Session: Allergy, Immunology And Rheumatology Works in Progress

WIP 153 - Drug-Specific Presentations and Outcomes of Drug Reaction with Eosinophilia and Systemic Symptoms (DReSS) in Children: A Scoping Review

Monday, May 6, 2024

9:30 AM – 11:30 AM ET

Poster Number: WIP 153
Publication Number: WIP 153.2644

WIP Presenting Author(s)

Frances St George-Hyslop, MPhil, PhD (she/her/hers)

Medical Student
University of Toronto Temerty Faculty of Medicine
Toronto, Ontario, Canada

Background: Effective treatment of Drug Reaction with Eosinophilia and Systemic Symptoms (DReSS) is especially challenging in children due to a low incidence rate, heterogeneous clinical presentation, and incomplete understanding of the pathophysiology. While several classes of drugs are commonly associated with pediatric DReSS, there is a lack of data on drug-specific differences on the clinical presentation and disease course.

Objective: To identify drug-specific aspects of the clinical presentation and outcome of pediatric DReSS.
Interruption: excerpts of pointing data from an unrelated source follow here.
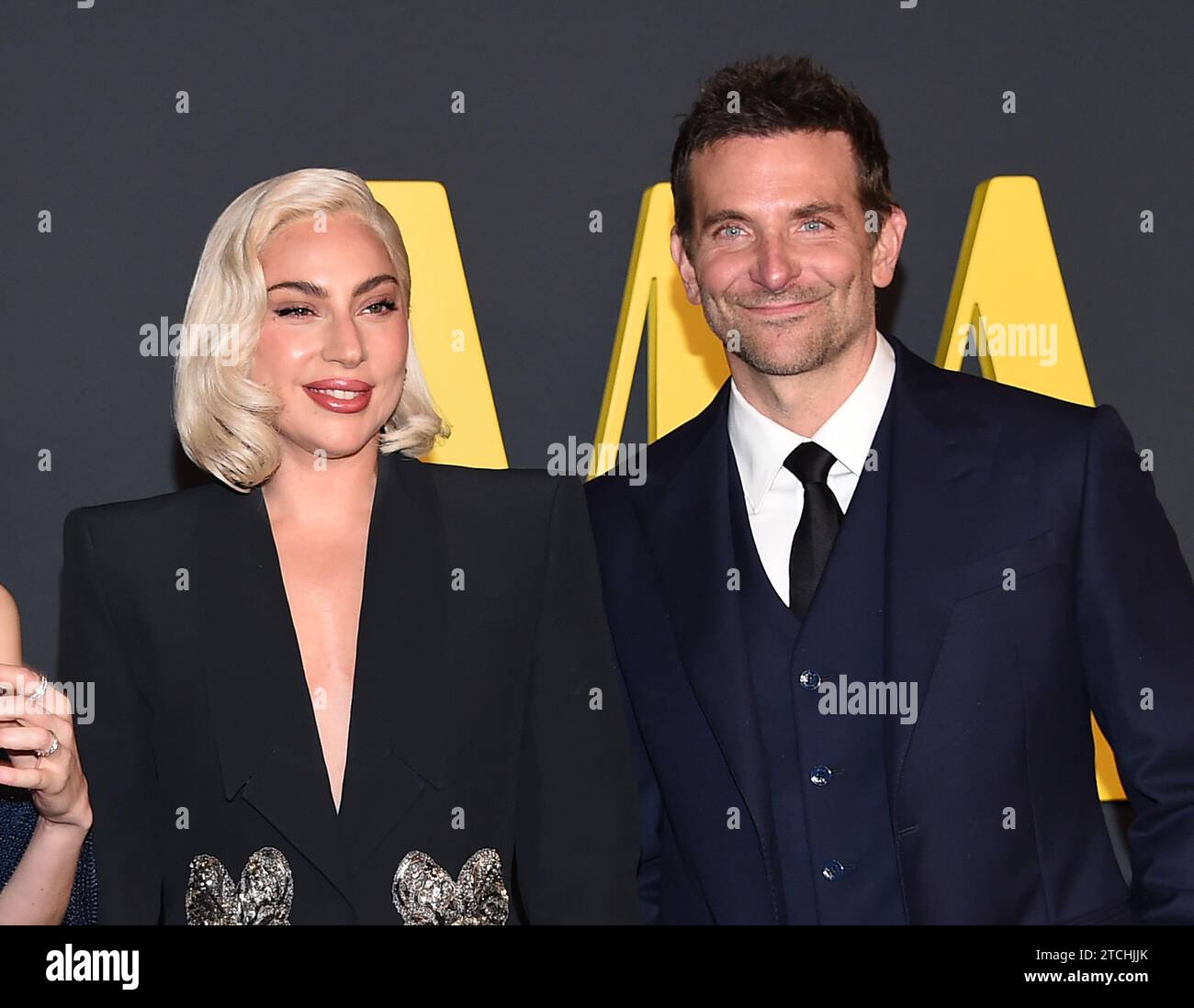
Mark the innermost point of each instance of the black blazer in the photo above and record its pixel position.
(485, 710)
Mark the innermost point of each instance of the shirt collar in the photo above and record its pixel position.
(760, 445)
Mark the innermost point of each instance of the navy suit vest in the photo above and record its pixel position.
(827, 773)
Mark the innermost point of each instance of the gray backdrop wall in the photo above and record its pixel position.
(571, 107)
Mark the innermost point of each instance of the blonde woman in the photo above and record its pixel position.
(338, 685)
(47, 868)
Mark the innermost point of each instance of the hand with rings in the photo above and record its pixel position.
(39, 735)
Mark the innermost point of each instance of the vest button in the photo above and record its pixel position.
(832, 869)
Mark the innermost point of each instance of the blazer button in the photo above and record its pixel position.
(820, 776)
(832, 869)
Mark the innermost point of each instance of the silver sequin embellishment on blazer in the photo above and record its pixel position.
(263, 897)
(424, 893)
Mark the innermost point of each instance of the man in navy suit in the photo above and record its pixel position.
(863, 608)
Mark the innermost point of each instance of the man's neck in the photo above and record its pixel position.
(804, 402)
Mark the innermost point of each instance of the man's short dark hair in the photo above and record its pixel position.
(779, 95)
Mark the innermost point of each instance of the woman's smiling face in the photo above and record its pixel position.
(334, 337)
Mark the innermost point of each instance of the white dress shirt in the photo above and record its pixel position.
(774, 497)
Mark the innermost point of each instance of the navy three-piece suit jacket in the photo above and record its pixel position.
(983, 480)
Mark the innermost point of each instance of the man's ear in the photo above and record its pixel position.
(886, 252)
(687, 274)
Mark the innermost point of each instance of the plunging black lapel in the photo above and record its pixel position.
(400, 689)
(265, 729)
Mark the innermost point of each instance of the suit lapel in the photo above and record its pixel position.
(400, 691)
(689, 526)
(941, 461)
(265, 730)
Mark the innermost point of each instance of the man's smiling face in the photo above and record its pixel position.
(779, 252)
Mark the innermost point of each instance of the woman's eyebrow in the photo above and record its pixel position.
(315, 290)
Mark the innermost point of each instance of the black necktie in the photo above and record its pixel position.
(819, 521)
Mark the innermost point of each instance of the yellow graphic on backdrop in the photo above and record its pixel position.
(442, 323)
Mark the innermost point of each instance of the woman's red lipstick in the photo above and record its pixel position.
(341, 395)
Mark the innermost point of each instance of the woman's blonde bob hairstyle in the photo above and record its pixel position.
(226, 421)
Design/Methods: A scoping review of pediatric DReSS was performed according to the Preferred Reporting Items for Systematic Reviews and Meta-Analyses (PRISMA) guidelines. In total, 491 patients aged 0-18 years with a single implicated drug were included for analysis. Associations between the most common medications (e.g., carbamazepine [CBZ], lamotrigine [LMT], phenobarbital [PB], phenytoin [PT], sulfamethoxazole [SMX], dapsone [DAP]) and clinical variables, including demographics, clinical presentation, organ involvement, mortality, and long-term sequelae, were investigated. Data from the 236 individuals analyzed thus far shows that DReSS manifests differently depending on the culprit drug. Compared to the other medications, PB was associated with shorter latency (median = 14 days [IQR = 11-21] vs 25 days [15-30]), higher rates of mucosal involvement (50% vs 31%), and flaring during treatment tapering (19% vs 9%). In contrast, DAP was linked with longer hospitalization (median = 18 days [IQR = 12-39] vs 11 days [7.5-17.5]), high proportions with anemia (73% vs 25%), and a high fatality rate (13% vs 2%). SMX was associated with the highest rates of auto-immune sequelae (autoimmune thyroid disease, alopecia areata, and vitiligo; 29% vs 4%). This study highlights that key differences exist between the manifestations and outcomes of pediatric DReSS depending on the causative drug. This data could inform targeted assessment and monitoring of pediatric DReSS, and hopefully lead to improved clinical care and management for children and their families.